New transmission lines in deregulated markets often receive limited review by state or federal officials, meaning they are less likely to be rejected because they are too expensive or because they can be replaced with a cheaper alternative, such as a local power plant. Regional grid operators, which are generally not subject to government scrutiny, are responsible for transmission planning.
Another reason why rates are high in deregulated areas is that wholesale energy markets are designed so that all electricity suppliers in a given area pay the same rate for their power. That rate is tied to a relatively expensive supplier, often a natural gas plant, to ensure there is enough electricity to meet demand.
In practice, this means that even cheaper energy producers, such as solar or wind farms, receive the same remuneration as more expensive suppliers.
Competition should have lowered the price of energy, but it has caused consumers to pay more for power that should have been relatively cheap, said Tyson Slocum, who leads the energy program at Public Citizen, a research and advocacy group founded by Ralph Nader. “These markets are actually not very efficient. They are not always the cheapest option.”
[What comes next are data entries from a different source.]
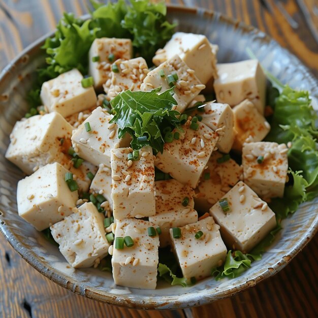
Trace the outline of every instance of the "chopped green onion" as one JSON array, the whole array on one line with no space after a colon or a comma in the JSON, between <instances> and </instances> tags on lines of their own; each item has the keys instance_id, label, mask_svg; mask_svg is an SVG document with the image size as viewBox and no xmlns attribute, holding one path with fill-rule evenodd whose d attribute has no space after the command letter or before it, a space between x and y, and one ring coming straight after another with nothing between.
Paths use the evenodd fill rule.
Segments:
<instances>
[{"instance_id":1,"label":"chopped green onion","mask_svg":"<svg viewBox=\"0 0 318 318\"><path fill-rule=\"evenodd\" d=\"M172 142L173 141L173 134L171 132L167 133L165 135L165 138L164 138L165 142Z\"/></svg>"},{"instance_id":2,"label":"chopped green onion","mask_svg":"<svg viewBox=\"0 0 318 318\"><path fill-rule=\"evenodd\" d=\"M91 58L92 62L98 62L101 59L101 57L99 55L96 55L96 56L93 56Z\"/></svg>"},{"instance_id":3,"label":"chopped green onion","mask_svg":"<svg viewBox=\"0 0 318 318\"><path fill-rule=\"evenodd\" d=\"M108 60L110 62L113 62L114 59L115 59L115 55L112 53L111 53L108 55Z\"/></svg>"},{"instance_id":4,"label":"chopped green onion","mask_svg":"<svg viewBox=\"0 0 318 318\"><path fill-rule=\"evenodd\" d=\"M230 160L230 159L231 159L231 156L230 155L229 153L227 153L226 154L225 154L221 157L220 157L219 158L217 158L217 159L216 159L216 162L218 164L222 164L223 163L225 163Z\"/></svg>"},{"instance_id":5,"label":"chopped green onion","mask_svg":"<svg viewBox=\"0 0 318 318\"><path fill-rule=\"evenodd\" d=\"M82 86L84 88L86 88L87 87L92 86L93 85L94 85L94 80L93 80L93 78L91 76L89 76L89 77L83 78L81 81L81 83L82 84Z\"/></svg>"},{"instance_id":6,"label":"chopped green onion","mask_svg":"<svg viewBox=\"0 0 318 318\"><path fill-rule=\"evenodd\" d=\"M229 202L226 198L221 199L218 201L218 203L223 212L231 212L231 208L230 207L230 205L229 205Z\"/></svg>"},{"instance_id":7,"label":"chopped green onion","mask_svg":"<svg viewBox=\"0 0 318 318\"><path fill-rule=\"evenodd\" d=\"M167 82L170 87L173 86L176 82L176 80L174 79L174 77L172 74L167 75L166 79L167 80Z\"/></svg>"},{"instance_id":8,"label":"chopped green onion","mask_svg":"<svg viewBox=\"0 0 318 318\"><path fill-rule=\"evenodd\" d=\"M86 176L88 178L88 179L92 180L95 176L90 171L89 171L86 174Z\"/></svg>"},{"instance_id":9,"label":"chopped green onion","mask_svg":"<svg viewBox=\"0 0 318 318\"><path fill-rule=\"evenodd\" d=\"M153 227L149 227L147 229L148 235L149 236L155 236L156 235L155 230Z\"/></svg>"},{"instance_id":10,"label":"chopped green onion","mask_svg":"<svg viewBox=\"0 0 318 318\"><path fill-rule=\"evenodd\" d=\"M133 151L133 160L138 160L139 158L139 151L134 150Z\"/></svg>"},{"instance_id":11,"label":"chopped green onion","mask_svg":"<svg viewBox=\"0 0 318 318\"><path fill-rule=\"evenodd\" d=\"M110 233L106 234L106 239L108 241L108 243L112 243L115 239L114 234L111 232Z\"/></svg>"},{"instance_id":12,"label":"chopped green onion","mask_svg":"<svg viewBox=\"0 0 318 318\"><path fill-rule=\"evenodd\" d=\"M97 204L97 199L95 198L94 195L90 195L89 196L89 201L94 205L96 205Z\"/></svg>"},{"instance_id":13,"label":"chopped green onion","mask_svg":"<svg viewBox=\"0 0 318 318\"><path fill-rule=\"evenodd\" d=\"M65 181L68 182L73 180L73 173L72 172L67 172L65 174Z\"/></svg>"},{"instance_id":14,"label":"chopped green onion","mask_svg":"<svg viewBox=\"0 0 318 318\"><path fill-rule=\"evenodd\" d=\"M190 128L193 130L198 130L199 129L199 124L197 122L192 121L190 124Z\"/></svg>"},{"instance_id":15,"label":"chopped green onion","mask_svg":"<svg viewBox=\"0 0 318 318\"><path fill-rule=\"evenodd\" d=\"M134 246L134 241L130 236L125 236L123 238L123 241L127 247L132 247Z\"/></svg>"},{"instance_id":16,"label":"chopped green onion","mask_svg":"<svg viewBox=\"0 0 318 318\"><path fill-rule=\"evenodd\" d=\"M85 122L84 124L84 125L85 126L85 129L86 131L86 132L87 132L87 133L88 132L90 132L91 130L91 128L90 128L90 125L89 124L89 123L88 121L87 122Z\"/></svg>"},{"instance_id":17,"label":"chopped green onion","mask_svg":"<svg viewBox=\"0 0 318 318\"><path fill-rule=\"evenodd\" d=\"M112 71L114 73L119 73L119 70L118 67L116 64L113 64L112 65Z\"/></svg>"},{"instance_id":18,"label":"chopped green onion","mask_svg":"<svg viewBox=\"0 0 318 318\"><path fill-rule=\"evenodd\" d=\"M257 160L258 164L263 164L263 162L264 161L264 156L262 155L259 155L257 157Z\"/></svg>"},{"instance_id":19,"label":"chopped green onion","mask_svg":"<svg viewBox=\"0 0 318 318\"><path fill-rule=\"evenodd\" d=\"M115 239L115 248L116 249L122 249L123 248L123 238L122 237L116 237Z\"/></svg>"},{"instance_id":20,"label":"chopped green onion","mask_svg":"<svg viewBox=\"0 0 318 318\"><path fill-rule=\"evenodd\" d=\"M173 236L173 238L180 238L181 237L180 228L172 228L172 236Z\"/></svg>"},{"instance_id":21,"label":"chopped green onion","mask_svg":"<svg viewBox=\"0 0 318 318\"><path fill-rule=\"evenodd\" d=\"M183 206L186 206L189 203L189 198L187 197L185 197L182 200L182 205Z\"/></svg>"},{"instance_id":22,"label":"chopped green onion","mask_svg":"<svg viewBox=\"0 0 318 318\"><path fill-rule=\"evenodd\" d=\"M104 219L104 227L106 228L110 226L110 225L113 223L110 217L106 217Z\"/></svg>"},{"instance_id":23,"label":"chopped green onion","mask_svg":"<svg viewBox=\"0 0 318 318\"><path fill-rule=\"evenodd\" d=\"M195 235L195 237L198 240L203 235L203 232L202 231L198 231Z\"/></svg>"},{"instance_id":24,"label":"chopped green onion","mask_svg":"<svg viewBox=\"0 0 318 318\"><path fill-rule=\"evenodd\" d=\"M106 201L106 198L103 195L98 194L96 196L96 200L100 203L103 203Z\"/></svg>"},{"instance_id":25,"label":"chopped green onion","mask_svg":"<svg viewBox=\"0 0 318 318\"><path fill-rule=\"evenodd\" d=\"M181 125L183 125L185 124L187 120L188 115L186 114L182 114L180 116L180 118L179 119L180 120L180 123L181 123Z\"/></svg>"},{"instance_id":26,"label":"chopped green onion","mask_svg":"<svg viewBox=\"0 0 318 318\"><path fill-rule=\"evenodd\" d=\"M209 179L210 179L210 173L209 172L206 172L204 174L204 180L209 180Z\"/></svg>"}]
</instances>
Two economics professors came to a similar conclusion in a December working paper on electricity markets. “We find that the higher markups charged by generation companies more than offset efficiency gains, leading to higher wholesale prices,” the researchers, Alexander MacKay of Harvard and Ignacia Mercadal of the University of Florida, wrote.
Brien Sheahan, former state energy regulator, chair of the Illinois Commerce Commission, said energy costs could continue to rise rapidly in coming years, in part because utilities will spend hundreds of billions of dollars on the power grid to tackle climate change and contend with more devastating weather extremes . While that expenditure may ultimately lead to savings and a more reliable grid, it is likely to drive up rates in the short term.
Mr Sheahan said costs are likely to rise more in deregulated states, such as Illinois, because there will be fewer checks and balances on how utilities spend money than in regulated states. “It just gets worse and worse and worse,” he said.